Worried, Peaches cruised Main Street and looked for her in all her regular hangouts, but didn't find her.

Tuesday morning, she assembled a group of family members and friends to search again.

It was around 8 p.m., police say, when a call came alerting them to a fight on Main Street.

Peaches had finally found her mother standing at Main Street and Rome Avenue again. She jumped out of the car.

"Mama!" she said. "Where's your baby?"

"Peaches," the daughter recalled her mother saying, "I don't know where the baby is. I don't have a baby."

Peaches was so upset, she tried to pull back a little. She called 911. The paramedics came. Mary walked away just as police arrived.

Investigators caught up with her, and questioned her about the baby.

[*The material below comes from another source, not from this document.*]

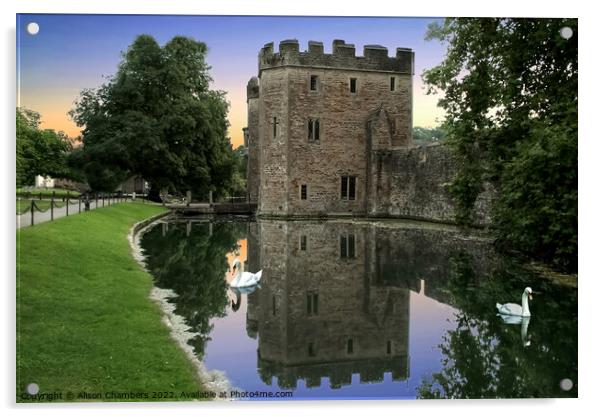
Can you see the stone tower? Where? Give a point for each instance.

She complained of pain and was taken to a hospital, where investigators began to interview her, said police spokeswoman Laura McElroy.

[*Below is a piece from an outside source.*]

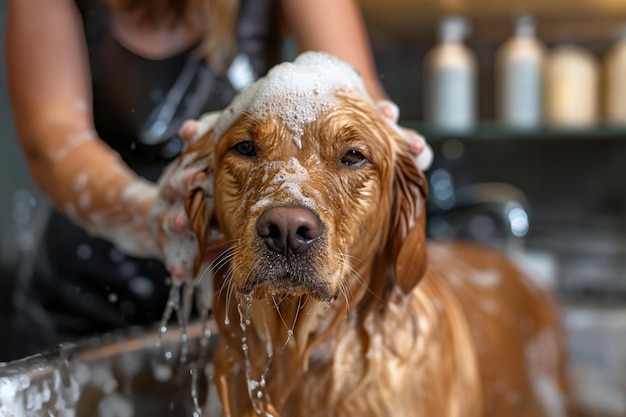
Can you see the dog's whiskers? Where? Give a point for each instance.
(295, 319)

One woman who called police had come from Brunswick, Ga., to adopt the baby, said McElroy. But when she talked with the family, the woman learned Doe no longer had the child.

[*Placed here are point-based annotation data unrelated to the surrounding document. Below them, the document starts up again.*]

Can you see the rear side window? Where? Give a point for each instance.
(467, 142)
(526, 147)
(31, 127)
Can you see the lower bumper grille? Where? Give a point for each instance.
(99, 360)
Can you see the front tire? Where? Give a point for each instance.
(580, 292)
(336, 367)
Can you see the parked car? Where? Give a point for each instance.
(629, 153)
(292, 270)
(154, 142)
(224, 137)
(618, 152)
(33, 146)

Police searched the area, a neighborhood of small homes, grocery stores and barbecue restaurants just north of Interstate 275, and discovered the body.

Veteran homicide detectives called the scene one of the most upsetting of their careers, McElroy said.

The interviews with Mary Doe continued throughout the night and into the morning. She was booked into the jail just after noon. "She was very cooperative, very open with us," McElroy said.

The awful discovery was the talk of the neighborhood on Wednesday as people tried to understand what had happened.

"It's a crazy world, you know," said Tony Kawaja, owner of Main Street Grocery.

Doe was a regular customer, he said. She typically bought a 65-cent can of Schlitz Malt Liquor, the cheapest in the store, he said. She would sit outside, sometimes long after midnight, asking passers-by for change.

"She was always sitting alone, always alone," he said.

Kawaja noticed her pregnancy about three months ago. She told him she didn't know the father.

Meka Jenkins, 21, saw Doe a couple of days ago in the Station Lounge & Package, a bar across the street from the alley.

"The last time I saw her, she was pregnant," Jenkins said.

Jenkins described her as a "good person to be around," and a regular at the bar.

The infant was Doe's sixth child, police say. Peaches said the others besides her are ages 25, 13, 8 and 3 - all of the young ones taken care of by other family members. Doe told police she used drugs throughout her pregnancies, referring to the children as crack babies.

Her other young children are under state supervision, McElroy said. Doe's family had arranged a private adoption during Doe's pregnancy.

Doe is unemployed. She has been arrested several times, including on charges of possession of cocaine, prostitution and theft, according to jail records.

She goes by several names, including Nog, Red and Tarzan, records show.

Police think another woman may be a witness. They are looking for Loretta Weaver, 41. Anyone with information can contact police at (813) 310-7460 or (813) 299-3574.

A particularly tragic side of the situation is that Doe could have dropped off the infant at a hospital or fire station, no questions asked.

"It's a really wonderful approach," said Nick Silverio, founder of a Safe Haven for Newborns, a Miami group. A state law passed in 2000 allows babies three days and younger to be left anonymously with medical authorities.

He said 42 babies have been left with authorities since 2000. The law is working, but it is difficult to reach people isolated from society, he said.

Peaches said her feelings about what has happened are swirling. The last time her mother had a baby, Peaches said she begged her to have her tubes tied. But the lure of the street was so strong, she said, that her mother couldn't wait the extra day in the hospital, and left the baby behind for her daughter to raise.

Peaches said she still loves her mother, despite everything. But if she can pick out one emotion now, it's disappointment.

"I can't figure out why," Peaches said. "What state of mind was she in at the time that she left that baby? ... If she had strength enough to get up and walk away, then she had strength enough to go get help."